The Intellectual Surplus Value

“Sherman’s work bloomed alongside, and was partly responsible for, photography’s entrée into museum, gallery, and critical circles. Painting and sculpture were no longer perceived by the art market and museums as the only legitimate modes of art production. Sherman insists, however, that she is not a photographer but, rather, an artist who uses photography. Critics and curators debated what it meant to “use photography” to make art, as opposed to making photographs as art, in the new discourse on the medium that engaged histories and referents other than the modernist history of photography. The work of postmodern photographers can be read as a tacit rejection of the ideals of modernist photographers like Alfred Stieglitz, Paul Strand, Edward Weston, and Ansel Adams, a refusal of form in favor of content. Sherman and her contemporaries cared little about the perfect print or correct exposure; they were more interested in how vernacular pictures reverberated in their art, how photography shaped the world and raised issues about power and representation. These photographers were also creating work alongside the rising mode of fictional photography by artists like Philip-Lorca diCorcia and Jeff Wall, who were producing elaborately constructed tableaus and cinematically staged pictures. It was a groundbreaking era for photography, and Sherman’s work was at the center of this fertile and radical repositioning of the medium.” [Eva Respini on Cindy Shearman]
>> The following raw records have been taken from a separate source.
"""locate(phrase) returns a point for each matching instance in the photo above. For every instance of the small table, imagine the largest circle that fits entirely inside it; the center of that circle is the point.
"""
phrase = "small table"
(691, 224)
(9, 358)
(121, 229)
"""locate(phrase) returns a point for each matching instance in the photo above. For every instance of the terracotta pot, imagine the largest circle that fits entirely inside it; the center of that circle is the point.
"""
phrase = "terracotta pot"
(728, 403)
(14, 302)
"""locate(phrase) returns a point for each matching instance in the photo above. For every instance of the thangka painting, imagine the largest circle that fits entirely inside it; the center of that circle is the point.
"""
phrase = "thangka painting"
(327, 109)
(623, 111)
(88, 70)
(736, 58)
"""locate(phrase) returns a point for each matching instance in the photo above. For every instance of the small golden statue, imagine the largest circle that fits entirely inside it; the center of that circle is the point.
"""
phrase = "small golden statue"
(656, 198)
Isabelle Graw: If we assume that artworks, when circulating on the market, are seen both for their symbolic and their market value, and if we furthermore assume that the price of an artwork is arbitrary and differs from its symbolic importance, how would you describe the intellectual surplus value that your work generates and provides?
CS: I don’t think I can explain it, and I can only take your word that it’s true. I don’t analyze what I’m doing. I’ve read convincing interpretations of my work, and sometimes I’ve noticed something that I wasn’t aware of, but I think, at this point, people read into my work out of habit. Or I’m just very, very smart.
Peter Galassi: Has a critic or a curator ever asked you a question that led you to consider your work in a way you hadn’t expected?
CS: Early in my career, a critic said that I needed to “explain” the irony in my work, suggesting that I needed to add text next to the images to help people understand what I was trying to say. At first I was dismayed that I wasn’t making work with a clear enough message. That’s when I realized that that was the exact opposite of what I wanted to do—that I wasn’t responsible for a misinterpretation of my work, that there should be some ambiguity to it. They either got it, or they didn’t. [Interview Magazine on Cindy Sherman]
“I was getting disgusted with the attitude of art being so religious or sacred, so I wanted to make something that people could relate to without having to read a book about it beforehand,” she said. “So that anybody off the street could appreciate it, even if they couldn’t fully understand it; they could still get something out of it. That’s the reason why I wanted to imitate something out of the culture, and also make fun of the culture as I was doing it.” From the very beginning, Sherman eschewed theory in favor of pop culture, film, television, and magazines—inspirations that remain at the heart of her work….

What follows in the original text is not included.